Expected Behavior of the rule

Raise any usage of runCatching that calls a suspend function.

Example:

suspend fun foo(): String { /*...*/ }

suspend fun bar(): String? {
  return runCatching { foo() }.getOrNull()
}

Context

From the documentation:

While catching Exception is an anti-pattern, this issue may surface in more subtle ways, like when using the runCatching function, which does not rethrow CancellationException.

Extracted from: https://kotlinlang.org/docs/cancellation-and-timeouts.html#cancellation-is-cooperative

If you catch and don't rethrow all the CancellationException your coroutines are not cancelled even if you cancel their CoroutineScope. And that can create huge issues that are really difficult to fix because the errors and exceptions that you get are not related with that runCatching.

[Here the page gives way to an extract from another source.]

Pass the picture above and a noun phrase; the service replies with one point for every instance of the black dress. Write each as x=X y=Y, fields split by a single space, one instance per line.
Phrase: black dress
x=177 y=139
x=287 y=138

At work we had this issue for several months until we realised what was going on. We already have TooGenericExceptionCaught that works with try/catch but we don't have anything to spot this issue. At work we are considering to forbid runCatching all together but I think that at detekt we should have a rule to spot this.

It's true that you can be careful and check the type of the caught exception and rethrow it in case of CancellationException but that's far to easy to forget.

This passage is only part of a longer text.